The BBC has made a wide range budget cuts in the 2013/4 financial year, including removing £6 million of "talent" costs as high-salaried presenters including Susannah Reid departed the corporation.
As part of its 2013/2014 Annual Report, the public service broadcaster revealed that it had spent £194 million on presenters and other on-air talent compared to £200 million the previous year, a decrease of 3 per cent.
The Annual Report said the BBC had delivered £580 million efficiency savings under its continuous improvement programme.
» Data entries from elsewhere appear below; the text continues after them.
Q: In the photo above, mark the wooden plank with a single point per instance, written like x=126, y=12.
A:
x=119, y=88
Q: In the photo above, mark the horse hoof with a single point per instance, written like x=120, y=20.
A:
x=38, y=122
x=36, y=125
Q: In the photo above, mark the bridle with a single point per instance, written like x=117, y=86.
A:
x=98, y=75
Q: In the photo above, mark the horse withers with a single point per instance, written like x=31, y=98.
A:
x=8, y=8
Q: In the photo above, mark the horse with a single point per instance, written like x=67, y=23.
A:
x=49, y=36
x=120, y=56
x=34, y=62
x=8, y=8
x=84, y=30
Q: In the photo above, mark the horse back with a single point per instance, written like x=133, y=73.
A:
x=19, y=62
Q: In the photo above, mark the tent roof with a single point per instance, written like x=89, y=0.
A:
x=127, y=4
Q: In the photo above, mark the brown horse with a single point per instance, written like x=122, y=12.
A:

The figure is in addition to the £2 billion in cumulative savings delivered between 2008/09 and 2012/13.
The corporation said that figure had exceeded the 3 per cent year on year efficiency savings target set by the BBC Trust.
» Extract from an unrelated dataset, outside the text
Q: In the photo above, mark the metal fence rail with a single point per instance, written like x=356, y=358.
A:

In addition, the BBC said that early indications suggested that the efficiencies had been achieved without a detrimental impact on overall audience numbers or appreciation scores.
Senior management at the corporation was cut by 8 per cent last year and the number of top earners on salaries of more than £100,000 fell for the fourth consecutive year.
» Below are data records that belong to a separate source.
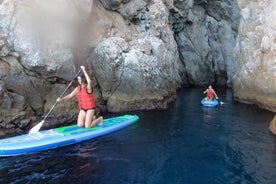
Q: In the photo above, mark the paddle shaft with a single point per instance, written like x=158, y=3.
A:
x=61, y=96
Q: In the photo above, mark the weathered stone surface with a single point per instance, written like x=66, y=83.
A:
x=272, y=126
x=255, y=77
x=138, y=52
x=206, y=32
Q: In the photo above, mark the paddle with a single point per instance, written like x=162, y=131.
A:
x=36, y=128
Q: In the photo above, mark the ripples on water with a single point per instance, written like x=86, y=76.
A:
x=184, y=144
The BBC Trust said it had also cut the maximum level of the director general’s pay. The new salary for the top post is now set at £450,000, down 26.5 per cent from the £613,000 in 2011/12. The Trust said the revised salary represented "value for money" for licence fee payers.
The changes to the director general’s salary followed the £802,000 pay off for the former director general George Entwistle. There is now a proposed cap on pay offs of £150,000.
The corporation also addressed the Jimmy Savile and Stuart Hall sexual abuse scandals and their affect on audiences’ trust in the BBC. It said: "Rebuilding that trust will continue to be the focus for the entire organisation in the year ahead."
Tony Hall, the director general of the BBC, said: "As we move towards our centenary, the BBC should be optimistic about the future. Like any organisation, we face significant challenges but there also great opportunities.
"As I said on my first day as director general, I firmly believe that with imagination and hard work the BBC’s best days lie ahead."